I try to do something Spanish language most days. I have conversations with people on the Internet or I read a few pages from a book or learn a few words. I read and watch Spanish news, I listen to Spanish radio and other bits and bats. I'm also still on the mailing list for a couple of language learning websites too. One of them, a video blog, suggested that we should set ourselves a language challenge; do something that was a bit beyond our grasp - pushing the envelope as they used to say in my youth. Now it just so happened that, a couple of days after seeing that video, I went into Pinoso to see the unveiling of the balcony banners related to International Women's Day. One of the banners had been done by the local Book Club or Readers Circle, el Club de Lectura Maxi Banegas (Maxi Banegas was a poet and teacher from Pinoso). As I usually read books in Spanish, I thought, "why not?".

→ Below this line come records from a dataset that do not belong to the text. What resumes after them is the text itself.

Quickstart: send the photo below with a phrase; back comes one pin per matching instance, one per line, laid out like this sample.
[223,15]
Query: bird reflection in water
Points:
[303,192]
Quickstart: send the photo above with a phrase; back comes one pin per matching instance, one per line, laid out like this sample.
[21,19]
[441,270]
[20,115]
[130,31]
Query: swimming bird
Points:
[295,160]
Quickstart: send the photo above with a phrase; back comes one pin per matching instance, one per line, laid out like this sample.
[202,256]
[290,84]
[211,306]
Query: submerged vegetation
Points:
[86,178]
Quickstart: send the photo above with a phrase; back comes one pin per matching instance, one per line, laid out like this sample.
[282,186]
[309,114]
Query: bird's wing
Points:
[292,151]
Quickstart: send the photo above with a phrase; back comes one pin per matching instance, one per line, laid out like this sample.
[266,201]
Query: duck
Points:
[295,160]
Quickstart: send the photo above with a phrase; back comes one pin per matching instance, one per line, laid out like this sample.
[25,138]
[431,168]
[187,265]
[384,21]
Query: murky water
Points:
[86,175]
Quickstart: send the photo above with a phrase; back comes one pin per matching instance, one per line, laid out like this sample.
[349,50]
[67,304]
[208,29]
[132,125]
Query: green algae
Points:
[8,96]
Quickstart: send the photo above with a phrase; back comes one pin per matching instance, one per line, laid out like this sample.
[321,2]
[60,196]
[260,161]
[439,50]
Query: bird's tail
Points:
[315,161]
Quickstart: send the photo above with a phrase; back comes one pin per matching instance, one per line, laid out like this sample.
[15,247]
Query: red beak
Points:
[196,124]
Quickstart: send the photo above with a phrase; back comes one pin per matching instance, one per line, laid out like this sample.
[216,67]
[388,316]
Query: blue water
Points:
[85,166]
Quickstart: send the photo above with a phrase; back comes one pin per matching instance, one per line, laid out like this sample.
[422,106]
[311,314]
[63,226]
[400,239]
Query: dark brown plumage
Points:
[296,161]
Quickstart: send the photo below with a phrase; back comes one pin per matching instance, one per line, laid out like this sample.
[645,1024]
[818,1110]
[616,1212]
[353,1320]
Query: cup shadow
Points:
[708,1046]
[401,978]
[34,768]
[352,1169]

Bull by the horns time. I went directly from the square outside Pinoso Town Hall to the Cultural Centre which is where the library is, to ask about the book club. They seemed to think I was a bit strange, actually lots of people would agree but that's another blog! They told me I would be the only man - perhaps that was it. Maybe they were appalled by my very British accent when speaking Spanish but my take on that is that Bruno Tonioli's's Italian accent makes him cute to TV viewers so why shouldn't the same idea work for me?

Anyway they gave me a date for the club, a Wednesday of the next week. That meant a 270 page novel in eight days. Easy. The librarian seemed a bit shocked that I was willing to buy the book. Normally the library provides the books to the readers. In fact I bought the book in electronic format almost as I was talking to her. I find electronic books much easier to read than paper books, not because of any liking for the format but because the Kindle has a Spanish dictionary on it, so, when I get to a key word that I don't understand, I can look it up without interrupting the flow too much. 

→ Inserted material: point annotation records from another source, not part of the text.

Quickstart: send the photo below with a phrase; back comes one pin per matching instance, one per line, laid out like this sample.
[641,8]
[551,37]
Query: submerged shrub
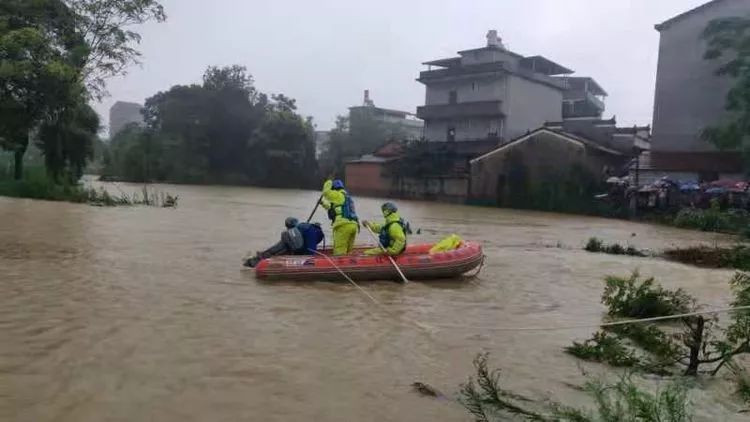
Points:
[625,401]
[605,348]
[630,297]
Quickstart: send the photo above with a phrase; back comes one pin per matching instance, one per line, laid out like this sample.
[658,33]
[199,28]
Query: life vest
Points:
[385,236]
[346,210]
[312,235]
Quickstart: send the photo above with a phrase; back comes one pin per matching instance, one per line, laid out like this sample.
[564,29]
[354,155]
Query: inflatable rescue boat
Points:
[416,262]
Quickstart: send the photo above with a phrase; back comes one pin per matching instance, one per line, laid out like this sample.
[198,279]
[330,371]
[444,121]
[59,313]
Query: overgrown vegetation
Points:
[656,347]
[737,257]
[222,131]
[597,245]
[727,40]
[621,400]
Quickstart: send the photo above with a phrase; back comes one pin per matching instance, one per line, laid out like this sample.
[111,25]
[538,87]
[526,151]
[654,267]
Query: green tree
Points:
[729,44]
[37,74]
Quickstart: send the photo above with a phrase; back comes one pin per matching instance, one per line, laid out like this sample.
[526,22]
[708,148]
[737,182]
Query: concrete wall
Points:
[447,189]
[544,156]
[467,129]
[467,89]
[529,105]
[689,96]
[366,179]
[488,56]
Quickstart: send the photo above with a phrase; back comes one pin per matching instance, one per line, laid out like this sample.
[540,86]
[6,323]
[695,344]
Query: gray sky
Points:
[325,53]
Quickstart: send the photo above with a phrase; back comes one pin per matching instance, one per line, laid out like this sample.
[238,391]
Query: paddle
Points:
[403,277]
[317,204]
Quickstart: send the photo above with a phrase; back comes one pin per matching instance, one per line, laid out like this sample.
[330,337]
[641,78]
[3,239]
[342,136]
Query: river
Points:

I turned up the next Wednesday with the book, Aquellos tiempos robados, read. The club had been cancelled, apparently a speaker was expected and, because she was ill, the session was scrubbed. They hadn't really expected me to turn up so nobody thought to contact me. 

I have been to one meeting though. I was made to feel welcome and it was splendid that there was another Briton there. I was given a booklet which gave details of the books to be read by what dates along with author's biographies, sleeve notes and the like. Very professional. Speaking in Spanish, about a book in front of a group of about a dozen people is not as pleasant as drinking beer on a sunlit terrace but it wasn't humiliating. My Spanish may have been verging on gibberish but nobody sniggered openly. There's another meeting this evening, that makes three books I've read because of the club and all have been good, well chosen. I'm on to number four and the first few pages had me guffawing so I think it will be good too.

What's more I was able to go back to the video blog and report that envelope duly pushed.